Anstatt die Notbremse zu ziehen, fährt die Bahn weiter in Richtung Stuttgart-21-Desaster: Am Dienstag bewilligte der Aufsichtsrat Mehrkosten von zwei Milliarden Euro.

Mit einer Gegenstimme und einer Enthaltung hat der Aufsichtsrat der Bahn gestern beschlossen, den Kostenrahmen für Stuttgart 21 von 4,5 auf 6,5 Milliarden Euro zu erweitern. Damit kann der Tiefbahnhof trotz 40-prozentiger Kostensteigerung weitergebaut werden. Wer die Mehrkosten in Höhe von zwei Milliarden Euro tatsächlich bezahlen soll, bleibt allerdings weiter unklar.

Denn die Bahn will die zusätzlichen zwei Milliarden nicht komplett selbst übernehmen, sondern die Projektpartner, das Land Baden-Württemberg und die Stadt Stuttgart, mit heran ziehen. Dass die Bahn dies notfalls vor Gericht erzwingen will, hat der Aufsichtsrat nun gebilligt. Land und Stadt lehnen seit Wochen kategorisch ab, mehr als vertraglich vereinbart zu zahlen. Immer wieder erklärte Ministerpräsident Winfried Kretschmann (Grüne), dass man sich an die vertraglich zugesagten 930 Millionen Euro halte, mehr Geld gebe es nicht. Gestern warnte Kretschmann die Bahn vor einer Klage. Man könne ein solch großes Projekt nicht vor Gericht bauen, sagte er.

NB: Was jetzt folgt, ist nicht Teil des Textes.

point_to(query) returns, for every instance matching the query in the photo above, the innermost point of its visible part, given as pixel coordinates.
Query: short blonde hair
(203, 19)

Die Grünen halten den Aufsichtsratsbeschluss für rechtswidrig, weil Stuttgart 21 durch die Mehrkosten unwirtschaftlich wird und die öffentliche Hand keine unwirtschaftlichen Projekte bauen darf. Der baden-württembergische Landesverband reagierte mit Hohn auf den Entscheid. »Der Aufsichtsrat hat etwas beschlossen aber nichts gelöst«, heißt es in einer Presseerklärung. »Das Projekt ist nicht durchfinanziert und niemand will die Mehrkosten übernehmen.« Die baden-württembergische CDU dagegen sieht den Ball nun bei der Landesregierung. »Der Ministerpräsident kann jetzt nicht nur herumschwätzen, sondern muss handeln«, erklärt ihr Landesvorsitzender Thomas Strobl und will, dass sich alle Beteiligten bei »absoluter Transparenz und totaler Offenheit« zusammensetzen. Damit fordert er etwas, was die Bahn seit Jahren verweigert, nämlich die Wirtschaftlichkeitsberechnung offen zu legen. Auch gestern erklärte Bahnchef Rüdiger Grube nur, Weiterbauen sei wirtschaftlicher als Ausstieg. Belegt hat er diese Berechnungen nicht.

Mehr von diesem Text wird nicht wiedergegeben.